A remarkable feature of Europa, one of Jupiter's moons, are the red streaks
that run across her surface. Its chemical composition is puzzling since it
does not like any known material on Earth, despite scientists' suspicions
that it is a frozen combination of water and salts.
With the discovery of a brand-new variety of solid crystal that develops
when water and table salt meet under cold, high-pressure circumstances, a
research team led by the University of Washington may have found the answer
to the mystery. The novel chemical developed in a laboratory on Earth may
form at the surface and bottom of the deep seas of these planets, according
to researchers.
The study, which was released on February 20 in the Proceedings of the
National Academy of Sciences, discloses a novel combination for water and
sodium chloride, or table salt, two of the most prevalent elements on
Earth.
Modern science seldom makes fundamental breakthroughs, according to the
study's principal author Baptiste Journaux, an acting assistant professor of
Earth and space sciences at the University of Washington. "Under Earth
circumstances, salt and water are fairly well known. But beyond that, there
is no light at all. And now we have these planetary objects, which likely
contain substances that are quite familiar to us but are under really
unusual circumstances. All of the fundamental mineralogical research from
the 1800s must be redone, but at high pressure and low temperature. It's a
fun moment right now.
A hydrate is a stiff, salt-coated, frozen lattice that forms at low
temperatures and is kept together by hydrogen bonding. The sole sodium
chloride hydrate that was previously known had a straightforward composition
with one salt molecule for every two water molecules.
But, the two brand-new hydrates, discovered at low temperatures and
moderate pressures, are remarkably unlike. For every 17 water molecules in
one, there are two sodium chlorides, but for every 13 water molecules in the
other, there is one sodium chloride. This would account for the more
"watery" than anticipated signs from the surface of Jupiter's moons.
According to Journaux, "it possesses the structure that planetary
scientists have been hoping for."
New varieties of salty ice have implications for planetary science,
physical chemistry, and even energy research, which employs hydrates as a
form of energy storage, according to Journaux.
A little amount of salty water, roughly the size of a sand grain, was
compressed between two diamonds during the experiment to a pressure of
25,000 times that of atmospheric pressure. The crew was able to observe the
procedure under a microscope because to the transparent diamonds.
As salt functions as an antifreeze, Baptiste said, "we were attempting to
test how adding salt would impact the quantity of ice we could obtain."
"Surprisingly, as we increased the pressure, we saw that these crystals
began to develop that we had not anticipated. It was a really fortunate
finding.
In Jupiter's moons, where scientists believe 5 to 10 kilometers of ice
would cover seas up to several hundred kilometers thick, with even denser
forms of ice likely at the bottom, such frigid, high-pressure conditions
would be typical.
The primary driver of the variation in the crystal structures we
discovered, according to Journaux, is pressure. "Pressure basically pushes
the molecules closer together, so their interaction changes," he
added.
One of the two structures persisted when the pressure was removed once the
newly found hydrates had formed.
We found that it is stable at normal pressure up to a temperature of around
minus 50 C. Hence, this recently identified hydrate may be present there if
you had a highly salty lake, for example in Antarctica, that could be
exposed to these temperatures, Journaux added.

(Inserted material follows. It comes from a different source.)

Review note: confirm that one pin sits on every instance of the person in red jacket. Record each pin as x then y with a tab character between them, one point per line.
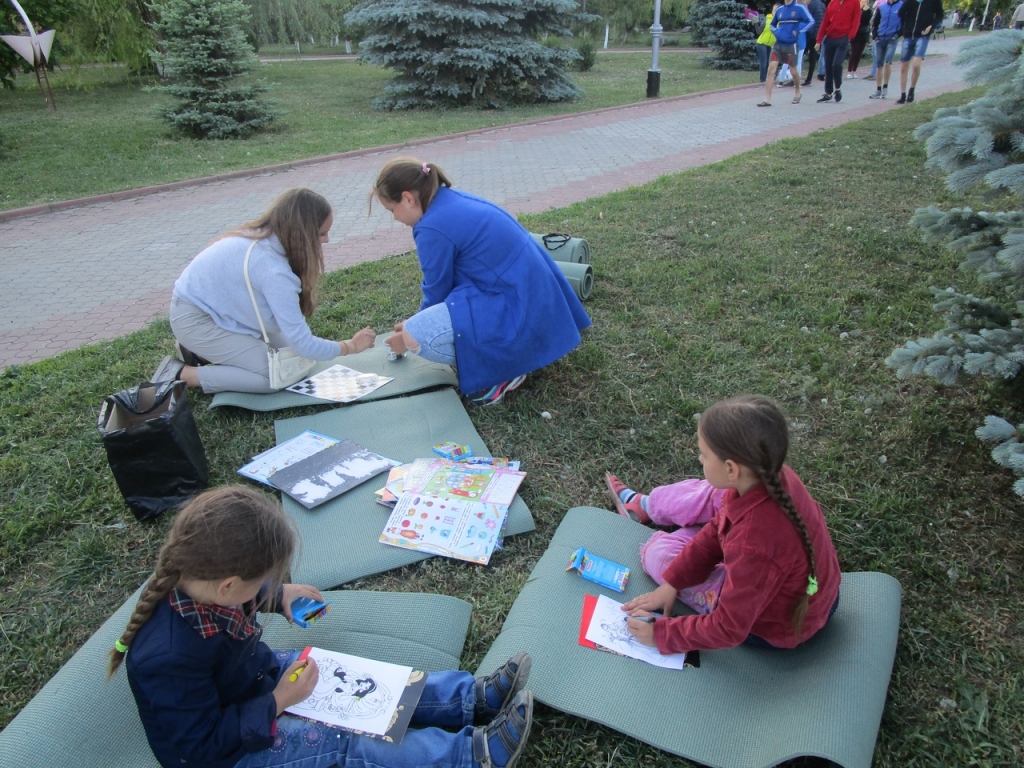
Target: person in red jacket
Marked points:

To enable a more extensive investigation and confirm that the signs from
ice moons match those from the recently found hydrates, the team intends to
either create or gather a bigger sample.
Jupiter Icy Moons Explorer from the European Space Agency and Europa
Clipper from NASA will both launch in April and October, respectively, to
investigate Jupiter's icy moons. Titan, a moon of Saturn, will be visited by
NASA's Dragonfly mission in 2026. It will be easier to focus their hunt for
signs of life if they are aware of the compounds that these missions may
encounter.
According to Journaux, these are the only planetary bodies (apart from
Earth) where liquid water remains stable throughout geological timeframes,
which is essential for the genesis and evolution of life. "They are, in my
opinion, the ideal location in our solar system to find alien life,
therefore we need to study their unusual interiors and seas to better
understand how they developed, evolved, and can maintain liquid water in
frigid areas of the solar system, so far from the sun."